Jade Picon – Foto: Instagram

A TV Globo anunciou a produção de duas novelas no formato vertical, projetadas para telas de celulares e tablets. O projeto marca a entrada da emissora no segmento de microdramas, com episódios curtos de 1 a 3 minutos cada. A iniciativa visa atrair públicos jovens e acostumados a conteúdos rápidos nas redes sociais.

Uma das tramas, Tudo por uma segunda chance, conta com Jade Picon no papel de Soraia, a vilã invejosa que trai a amiga para conquistar um herdeiro rico. A outra, Cinderela e o segredo do pobre milionário, tem Gustavo Mioto em sua estreia como ator. As gravações da primeira começam ainda em 2025, com estreia prevista para 2026 no Globoplay.

O formato exige adaptações técnicas, como razão de aspecto 9:16 e narrativas com clímax iniciais e finais para prender a atenção imediata.

Características técnicas das produções

O desenvolvimento de novelas verticais altera a direção de arte tradicional. Espaços cenográficos reduzem-se para priorizar closes em rostos e ações centrais.

Figurinismo e maquiagem ganham destaque, explorando detalhes visuais que se destacam em telas pequenas. Diretores ajustam a composição de quadros para evitar perdas em ambientações amplas.

  • Episódios duram de 1 a 3 minutos, otimizados para consumo móvel.
  • Roteiros iniciam e terminam em pontos de alta tensão narrativa.
  • Produção custa menos que novelas convencionais, facilitando testes rápidos.

Origem global do formato

Produções verticais surgiram na China em 2018, com plataformas como ReelShort popularizando microdramas.

Durante a pandemia de Covid-19, o consumo cresceu 300% em vídeos curtos, segundo dados de apps como TikTok. Países como Estados Unidos e Turquia adotaram o modelo, com tramas de romance e reviravoltas.

No Brasil, emissoras como Globo absorvem a tendência para integrar TV aberta e streaming.

Adaptações locais incluem histórias de herança e traição, adaptadas de sucessos asiáticos. O formato atende a 90% da população com acesso a smartphones, conforme o IBGE.

Elenco e trama de Tudo por uma segunda chance

Paula, interpretada por Debora Ozório, planeja casamento com Lucas, vivido por Daniel Rangel. Soraia, papel de Jade Picon, inveja a amiga e mira a fortuna da família do noivo.

Lilia Cabral entra como mãe do protagonista, adicionando camadas familiares à intriga. O roteiro de Rodrigo Lassance enfatiza ganchos rápidos para episódios de 50 no total.

Direção de Adriano Melo foca em diálogos diretos e expressões faciais intensas. A novela integra-se à trama de Dona de Mim, novela das sete, para crossovers.

Gravações ocorrem nos Estúdios Globo, com testes iniciais já realizados. Jade Picon prepara-se com estudos de atuação após Travessia, em 2022.

Detalhes de Cinderela e o segredo do pobre milionário

Gustavo Mioto assume o protagonista em sua primeira experiência como ator. A história segue uma jovem comum que descobre o segredo de um milionário disfarçado.

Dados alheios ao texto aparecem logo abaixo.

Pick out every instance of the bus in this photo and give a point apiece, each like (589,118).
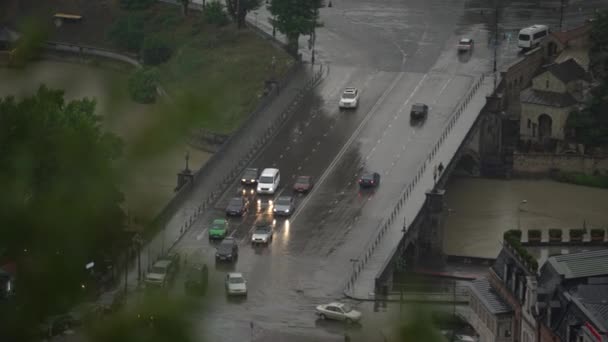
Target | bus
(530,37)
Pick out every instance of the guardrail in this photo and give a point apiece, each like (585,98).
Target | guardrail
(368,250)
(245,159)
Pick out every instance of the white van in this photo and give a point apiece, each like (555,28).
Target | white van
(530,37)
(268,182)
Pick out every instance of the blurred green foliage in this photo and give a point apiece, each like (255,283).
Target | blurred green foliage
(142,85)
(60,204)
(155,50)
(127,32)
(215,14)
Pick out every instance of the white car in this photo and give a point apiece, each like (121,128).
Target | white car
(465,44)
(236,285)
(262,234)
(338,311)
(350,98)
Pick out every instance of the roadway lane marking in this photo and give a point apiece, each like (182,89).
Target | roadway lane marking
(346,145)
(441,91)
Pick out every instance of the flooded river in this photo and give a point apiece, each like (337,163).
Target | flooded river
(480,210)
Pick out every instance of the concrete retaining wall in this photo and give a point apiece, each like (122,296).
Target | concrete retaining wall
(540,164)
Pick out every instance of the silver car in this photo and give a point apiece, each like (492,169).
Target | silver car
(284,206)
(236,285)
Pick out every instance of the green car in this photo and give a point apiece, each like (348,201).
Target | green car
(219,229)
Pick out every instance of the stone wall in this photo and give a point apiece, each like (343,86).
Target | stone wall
(517,76)
(540,163)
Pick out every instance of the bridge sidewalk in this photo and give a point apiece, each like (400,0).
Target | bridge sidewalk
(363,286)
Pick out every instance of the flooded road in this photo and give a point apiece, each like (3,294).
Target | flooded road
(480,210)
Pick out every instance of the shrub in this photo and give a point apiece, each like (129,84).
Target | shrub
(142,85)
(215,15)
(127,32)
(534,233)
(576,233)
(155,50)
(136,4)
(555,233)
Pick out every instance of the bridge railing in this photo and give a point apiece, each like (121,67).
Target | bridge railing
(370,247)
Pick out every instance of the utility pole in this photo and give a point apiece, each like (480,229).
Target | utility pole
(561,15)
(494,69)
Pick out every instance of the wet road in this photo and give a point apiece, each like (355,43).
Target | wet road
(396,54)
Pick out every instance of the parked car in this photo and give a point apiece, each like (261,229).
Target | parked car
(219,229)
(249,176)
(350,98)
(303,184)
(161,274)
(262,234)
(228,250)
(465,44)
(419,111)
(369,180)
(197,278)
(284,206)
(338,311)
(236,284)
(237,206)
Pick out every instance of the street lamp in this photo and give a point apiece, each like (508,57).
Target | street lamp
(519,213)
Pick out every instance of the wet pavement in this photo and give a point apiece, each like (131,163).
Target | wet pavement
(396,54)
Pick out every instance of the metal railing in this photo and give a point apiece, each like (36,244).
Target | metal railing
(369,249)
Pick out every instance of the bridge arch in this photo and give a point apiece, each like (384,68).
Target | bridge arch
(468,164)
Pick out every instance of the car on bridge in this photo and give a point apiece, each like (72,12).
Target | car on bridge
(237,206)
(350,98)
(219,229)
(284,206)
(303,184)
(338,311)
(262,233)
(369,180)
(228,250)
(250,176)
(419,111)
(465,45)
(236,285)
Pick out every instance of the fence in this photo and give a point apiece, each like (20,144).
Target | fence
(368,250)
(243,161)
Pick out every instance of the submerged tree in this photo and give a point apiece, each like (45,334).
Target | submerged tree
(60,204)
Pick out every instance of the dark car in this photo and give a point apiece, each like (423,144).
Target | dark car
(284,206)
(237,206)
(196,280)
(228,250)
(419,111)
(249,176)
(303,184)
(369,180)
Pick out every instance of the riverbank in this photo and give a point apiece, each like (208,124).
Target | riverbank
(481,210)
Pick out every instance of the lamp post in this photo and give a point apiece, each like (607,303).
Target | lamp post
(519,213)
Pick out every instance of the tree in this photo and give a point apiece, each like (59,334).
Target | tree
(60,204)
(142,85)
(155,50)
(214,14)
(599,45)
(238,9)
(294,18)
(127,32)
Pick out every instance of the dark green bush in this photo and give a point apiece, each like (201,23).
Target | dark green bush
(155,50)
(142,85)
(136,4)
(127,32)
(214,14)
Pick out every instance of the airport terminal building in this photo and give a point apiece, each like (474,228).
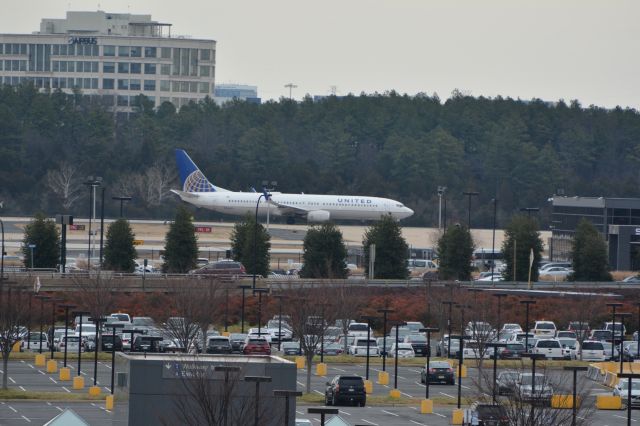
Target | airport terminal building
(111,57)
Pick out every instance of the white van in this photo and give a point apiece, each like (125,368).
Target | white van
(550,348)
(359,347)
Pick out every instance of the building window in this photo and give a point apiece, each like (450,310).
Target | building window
(150,69)
(150,85)
(107,83)
(150,52)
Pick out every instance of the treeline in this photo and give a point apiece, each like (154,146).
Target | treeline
(387,145)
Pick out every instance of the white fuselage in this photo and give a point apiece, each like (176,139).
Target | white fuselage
(340,207)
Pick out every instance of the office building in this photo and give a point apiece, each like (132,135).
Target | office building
(111,57)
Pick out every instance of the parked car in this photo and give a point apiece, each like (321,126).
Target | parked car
(345,389)
(438,372)
(256,346)
(220,268)
(506,382)
(218,345)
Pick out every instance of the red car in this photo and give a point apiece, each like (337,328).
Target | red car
(256,346)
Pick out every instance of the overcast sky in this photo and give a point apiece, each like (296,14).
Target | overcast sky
(555,49)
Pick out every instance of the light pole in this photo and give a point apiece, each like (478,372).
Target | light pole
(526,324)
(257,380)
(243,288)
(495,347)
(384,313)
(613,307)
(287,394)
(470,194)
(428,330)
(122,199)
(266,196)
(575,393)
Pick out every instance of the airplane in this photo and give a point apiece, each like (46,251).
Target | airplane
(197,190)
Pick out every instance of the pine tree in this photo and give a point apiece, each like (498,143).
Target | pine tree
(119,251)
(324,253)
(521,236)
(589,254)
(181,245)
(391,249)
(455,250)
(43,234)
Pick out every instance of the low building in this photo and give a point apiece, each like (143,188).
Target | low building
(166,389)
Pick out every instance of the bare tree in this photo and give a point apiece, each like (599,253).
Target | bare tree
(13,315)
(64,182)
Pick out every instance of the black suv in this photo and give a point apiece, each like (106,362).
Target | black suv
(345,389)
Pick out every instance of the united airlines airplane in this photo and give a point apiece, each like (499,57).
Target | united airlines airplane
(197,190)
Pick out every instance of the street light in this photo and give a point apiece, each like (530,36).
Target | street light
(526,333)
(287,394)
(575,393)
(257,380)
(266,196)
(428,330)
(470,194)
(122,199)
(384,312)
(613,307)
(243,288)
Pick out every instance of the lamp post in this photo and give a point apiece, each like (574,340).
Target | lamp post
(470,194)
(257,380)
(122,199)
(428,330)
(243,288)
(42,299)
(92,182)
(368,319)
(287,394)
(575,393)
(266,196)
(450,304)
(495,347)
(526,324)
(613,307)
(629,377)
(66,328)
(384,312)
(226,369)
(260,291)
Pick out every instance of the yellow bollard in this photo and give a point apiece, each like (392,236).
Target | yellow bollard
(383,378)
(321,369)
(457,417)
(40,360)
(78,382)
(52,366)
(109,402)
(65,374)
(426,406)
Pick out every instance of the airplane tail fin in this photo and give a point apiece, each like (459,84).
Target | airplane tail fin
(192,179)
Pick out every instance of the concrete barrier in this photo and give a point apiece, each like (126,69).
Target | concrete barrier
(608,402)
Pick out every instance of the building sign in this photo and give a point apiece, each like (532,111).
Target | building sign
(83,40)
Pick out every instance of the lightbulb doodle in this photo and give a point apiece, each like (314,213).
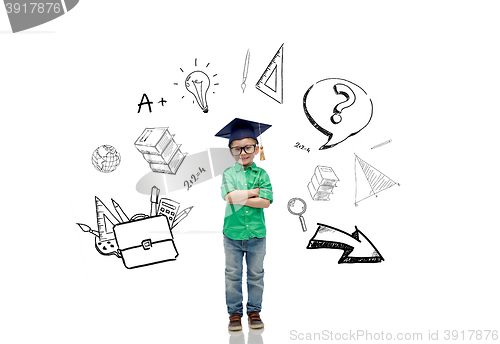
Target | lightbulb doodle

Yana Sardenberg e Maya Aniceto coestrelam, com Caio Paduan como vilão. Escrita por Ricardo Hofstetter, a trama tem 50 capítulos de até 2 minutos.

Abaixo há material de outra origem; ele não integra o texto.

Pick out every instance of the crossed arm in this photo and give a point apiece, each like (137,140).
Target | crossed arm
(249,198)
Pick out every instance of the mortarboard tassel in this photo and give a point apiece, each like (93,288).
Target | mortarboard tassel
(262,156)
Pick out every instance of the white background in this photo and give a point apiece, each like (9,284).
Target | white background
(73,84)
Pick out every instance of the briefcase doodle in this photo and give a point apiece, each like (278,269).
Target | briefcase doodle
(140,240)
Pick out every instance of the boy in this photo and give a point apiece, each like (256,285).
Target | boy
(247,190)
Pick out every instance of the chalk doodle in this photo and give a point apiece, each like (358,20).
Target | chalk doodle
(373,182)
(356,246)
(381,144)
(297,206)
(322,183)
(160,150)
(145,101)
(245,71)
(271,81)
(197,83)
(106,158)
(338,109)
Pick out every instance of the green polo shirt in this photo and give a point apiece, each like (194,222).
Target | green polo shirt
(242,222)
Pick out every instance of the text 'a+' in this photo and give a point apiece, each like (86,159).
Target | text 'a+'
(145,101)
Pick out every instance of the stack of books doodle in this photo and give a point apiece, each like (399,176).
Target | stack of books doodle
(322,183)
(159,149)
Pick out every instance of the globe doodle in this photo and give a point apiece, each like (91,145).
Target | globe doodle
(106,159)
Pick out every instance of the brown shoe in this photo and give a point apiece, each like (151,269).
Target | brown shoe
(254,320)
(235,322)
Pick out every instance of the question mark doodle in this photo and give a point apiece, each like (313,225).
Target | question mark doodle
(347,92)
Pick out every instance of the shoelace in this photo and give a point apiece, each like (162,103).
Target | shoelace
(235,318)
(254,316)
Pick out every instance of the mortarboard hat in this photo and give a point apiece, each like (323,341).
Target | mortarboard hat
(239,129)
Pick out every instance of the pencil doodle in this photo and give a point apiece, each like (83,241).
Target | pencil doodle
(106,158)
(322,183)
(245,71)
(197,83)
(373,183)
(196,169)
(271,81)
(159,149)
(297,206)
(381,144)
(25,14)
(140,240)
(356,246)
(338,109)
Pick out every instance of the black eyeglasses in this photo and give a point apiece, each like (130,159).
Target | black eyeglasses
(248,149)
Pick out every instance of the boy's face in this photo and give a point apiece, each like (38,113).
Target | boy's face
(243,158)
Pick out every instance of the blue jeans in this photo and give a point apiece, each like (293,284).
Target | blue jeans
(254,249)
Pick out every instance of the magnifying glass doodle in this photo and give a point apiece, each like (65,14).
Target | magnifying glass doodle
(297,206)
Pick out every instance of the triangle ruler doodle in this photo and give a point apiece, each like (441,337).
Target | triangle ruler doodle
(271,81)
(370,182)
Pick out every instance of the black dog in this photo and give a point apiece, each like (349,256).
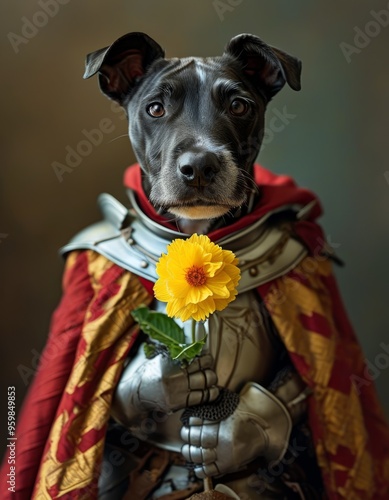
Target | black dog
(195,124)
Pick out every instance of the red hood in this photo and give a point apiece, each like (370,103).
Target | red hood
(276,191)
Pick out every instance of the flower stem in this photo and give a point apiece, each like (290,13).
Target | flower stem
(193,331)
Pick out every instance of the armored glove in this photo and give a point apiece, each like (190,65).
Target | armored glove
(259,426)
(161,384)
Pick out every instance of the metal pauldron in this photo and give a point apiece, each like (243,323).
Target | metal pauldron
(135,242)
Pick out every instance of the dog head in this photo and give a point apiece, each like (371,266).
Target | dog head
(195,124)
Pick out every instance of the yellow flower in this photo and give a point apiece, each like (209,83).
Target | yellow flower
(196,278)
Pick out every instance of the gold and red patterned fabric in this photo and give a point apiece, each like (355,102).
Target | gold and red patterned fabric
(349,429)
(62,426)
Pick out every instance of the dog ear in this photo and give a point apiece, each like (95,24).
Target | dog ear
(267,66)
(122,64)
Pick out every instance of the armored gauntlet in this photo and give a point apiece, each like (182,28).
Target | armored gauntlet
(160,384)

Estreia em dezembro de 2025 no Globoplay, com episódios iniciais gratuitos no YouTube. O cantor compartilhou bastidores, destacando o ritmo acelerado das filmagens.

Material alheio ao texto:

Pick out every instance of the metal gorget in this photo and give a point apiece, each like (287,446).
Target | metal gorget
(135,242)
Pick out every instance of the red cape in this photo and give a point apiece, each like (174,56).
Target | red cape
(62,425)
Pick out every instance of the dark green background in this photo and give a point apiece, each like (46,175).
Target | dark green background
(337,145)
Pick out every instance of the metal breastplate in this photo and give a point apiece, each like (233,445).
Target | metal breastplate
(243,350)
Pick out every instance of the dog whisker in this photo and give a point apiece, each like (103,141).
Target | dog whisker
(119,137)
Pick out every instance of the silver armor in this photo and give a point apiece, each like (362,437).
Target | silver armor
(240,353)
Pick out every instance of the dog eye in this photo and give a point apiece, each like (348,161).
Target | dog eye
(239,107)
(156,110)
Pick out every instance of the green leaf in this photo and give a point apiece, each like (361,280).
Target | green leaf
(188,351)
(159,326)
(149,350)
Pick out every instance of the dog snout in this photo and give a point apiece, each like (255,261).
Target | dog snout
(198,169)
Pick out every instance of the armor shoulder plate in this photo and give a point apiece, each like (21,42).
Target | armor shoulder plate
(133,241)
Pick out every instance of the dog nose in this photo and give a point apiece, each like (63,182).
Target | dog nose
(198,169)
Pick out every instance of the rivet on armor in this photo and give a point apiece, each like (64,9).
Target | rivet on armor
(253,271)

Estratégia de distribuição e público-alvo

Plataformas como Globoplay liberam os primeiros 6 a 7 episódios gratuitamente para usuários logados. Conteúdo posterior restringe-se a assinantes, priorizando visualização móvel.

A Globo mira classes médias e baixas com rotinas agitadas, que consomem conteúdo em transportes ou pausas. O formato promove ansiedade por resoluções rápidas, sem profundidade reflexiva.

  • Integração com redes sociais amplia alcance orgânico.
  • Métricas digitais medem retenção e compartilhamentos.
  • Parcerias com TikTok testam exibições externas.

Adaptações narrativas para telas verticais

Roteiristas priorizam enredos estereotipados com vilões caricatos e romances diretos. Ausência de tempo amplo acelera conflitos para clímax constantes.

Público busca distrações curtas, adaptando-se a vidas cotidianas fragmentadas. Trilhas sonoras emotivas pontuam momentos chave em episódios breves.

A transição de novelas longas para verticais reflete mudanças em hábitos de consumo digital.